I love everything about my daughter. I love the way she annoys me. The way she laughs, the way she cries. The way she looks at things so curiously, and asks questions about everything. I love her because she is mine, and there will never be anything that would make me feel differently.
With loving THAT hard, you wouldn’t think I have more room to love other children, but my heart will always have enough love for my other two.
They aren’t mine. They aren’t my husbands. But my heart doesn’t care. My heart sees these two beautiful girls, and the love aches for them as well. It worries just the same, it holds them just the same.
It still thinks about how their day is going, how their heart feels, the thoughts racing through their mind. It worries about them growing up, getting their heart broken, getting their feelings hurt, facing challenges through life. It wants to protect them against all the shitty things this world has to offer. It loves them the same.

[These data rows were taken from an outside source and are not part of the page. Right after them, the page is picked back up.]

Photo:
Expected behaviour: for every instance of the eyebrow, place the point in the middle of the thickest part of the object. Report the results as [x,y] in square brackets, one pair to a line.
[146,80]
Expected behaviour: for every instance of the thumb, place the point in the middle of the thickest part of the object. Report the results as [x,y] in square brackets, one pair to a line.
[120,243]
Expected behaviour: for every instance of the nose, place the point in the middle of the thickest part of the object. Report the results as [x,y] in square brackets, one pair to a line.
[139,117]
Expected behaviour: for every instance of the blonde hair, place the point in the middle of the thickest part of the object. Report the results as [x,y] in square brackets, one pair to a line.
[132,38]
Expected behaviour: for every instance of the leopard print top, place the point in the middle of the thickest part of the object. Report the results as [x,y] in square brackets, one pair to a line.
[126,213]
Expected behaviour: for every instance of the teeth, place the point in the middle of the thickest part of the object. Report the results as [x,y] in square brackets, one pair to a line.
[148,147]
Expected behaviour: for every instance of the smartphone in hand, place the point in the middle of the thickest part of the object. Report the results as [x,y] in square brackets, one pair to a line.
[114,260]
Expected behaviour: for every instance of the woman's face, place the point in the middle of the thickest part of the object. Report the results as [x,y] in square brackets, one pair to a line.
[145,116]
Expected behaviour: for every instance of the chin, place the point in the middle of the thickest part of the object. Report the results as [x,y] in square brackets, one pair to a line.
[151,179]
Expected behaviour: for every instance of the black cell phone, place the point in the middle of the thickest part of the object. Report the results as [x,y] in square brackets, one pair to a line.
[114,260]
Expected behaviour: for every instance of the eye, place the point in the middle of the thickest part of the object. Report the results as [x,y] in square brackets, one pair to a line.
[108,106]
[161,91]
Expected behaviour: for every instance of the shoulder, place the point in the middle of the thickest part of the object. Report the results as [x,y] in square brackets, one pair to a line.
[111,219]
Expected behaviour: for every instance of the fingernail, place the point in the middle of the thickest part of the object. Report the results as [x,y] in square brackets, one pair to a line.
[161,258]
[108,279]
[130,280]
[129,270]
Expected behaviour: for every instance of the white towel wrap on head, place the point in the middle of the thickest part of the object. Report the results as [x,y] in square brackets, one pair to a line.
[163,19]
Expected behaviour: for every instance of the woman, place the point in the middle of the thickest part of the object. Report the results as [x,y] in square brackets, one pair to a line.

My heart wonders if they have ate enough, if they love themselves, how they see the world. It brags about them, it’s proud of them. It feels blessed just the same.
As a mother, those little humans that pop out of you are special, but the ones who didn’t can take you by surprise. They wrap themselves around your heart so tight, it doesn’t matter whether you gave birth to them or not. They are yours.
It could be considered a curse to love that hard, to have a heart that open. But I will always be grateful. Life is crazy, shit gets weird. Not everything is gonna be normal, and your family isn’t always going to be average.
For every family, the relationship is different. Step child, adopted, niece, nephew, cousin, foster child. But none of those labels matter to your heart.